The transformative feature of find_apriltags(), the one that justifies AprilTags as the robotics fiducial of choice, is that the method can recover the tag’s 6-DoF pose in the camera frame directly from the detected corners and a small set of calibration intrinsics. The intrinsics are the camera’s X and Y focal lengths in pixels (fx, fy) and the optical centre in pixels (cx, cy), all four of which the application measures once with a calibration procedure and hard-codes thereafter.

When the intrinsics are supplied, the returned AprilTag populates its x_translation, y_translation, z_translation fields with the tag’s position relative to the camera, and x_rotation, y_rotation, z_rotation (and the duplicate rotation for symmetry) with the tag’s orientation. Without intrinsics, all six fields are 0.0 and the application is responsible for any pose estimation it needs.

The translation fields are reported in tag widths: the decoder treats the tag as 1 unit wide, so the application multiplies each translation by the physical width of the printed tag to get metric distances. A tag printed at 100 mm across and reporting z_translation = 8.3 is 830 mm away from the camera; the same tag printed at 50 mm across at the same distance would report z_translation = 16.6. The rotation fields are in radians and need no scaling.

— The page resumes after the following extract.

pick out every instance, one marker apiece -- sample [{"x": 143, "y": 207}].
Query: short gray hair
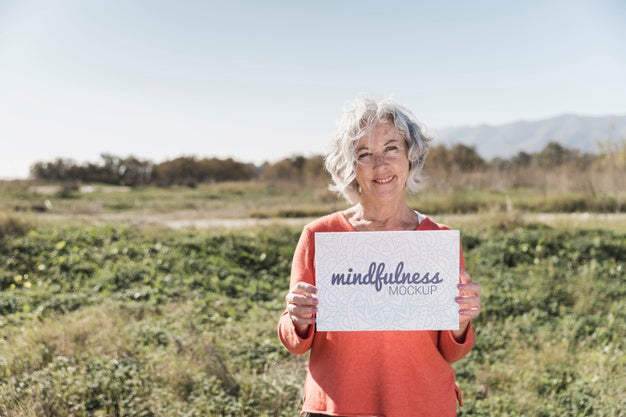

The pose estimate is the basis for a wide range of robotics applications: docking a robot to a charging station marked with a tag, following a printed waypoint trail, recovering the camera’s own pose from multiple known tags in the environment. A camera that knows the intrinsics, sees a tag, and has a real-world position for the tag has, by the same arithmetic, a real-world position for itself.

7.28.4. When to pick which¶

QR codes and AprilTags solve different problems. The choice between them comes down to what the printed symbol carries.

When the application needs to carry arbitrary data through the printed symbol – a URL, a serial number string, a contact record – the QR code is the right choice. Hundreds of bytes fit in a modestly-sized code, the encoding is public and supported on every smartphone, and the decoder copes with rotation, moderate damage, and oblique angles.

When the application needs a small ID read continuously from a distance with optional pose – a fiducial on a moving robot, a calibration target in a room, a docking marker on a charging station – the AprilTag is the right choice. Hundreds of IDs are plenty for the use case, the Hamming code recovers from bit errors that would defeat a QR code, and the pose estimate is free once the intrinsics are calibrated.

Some applications use both: an AprilTag marks a known location and an associated QR code (printed alongside) carries the metadata about what that location means. The two detectors run independently on the same frame and the application correlates their bounding boxes to match each tag to its companion code.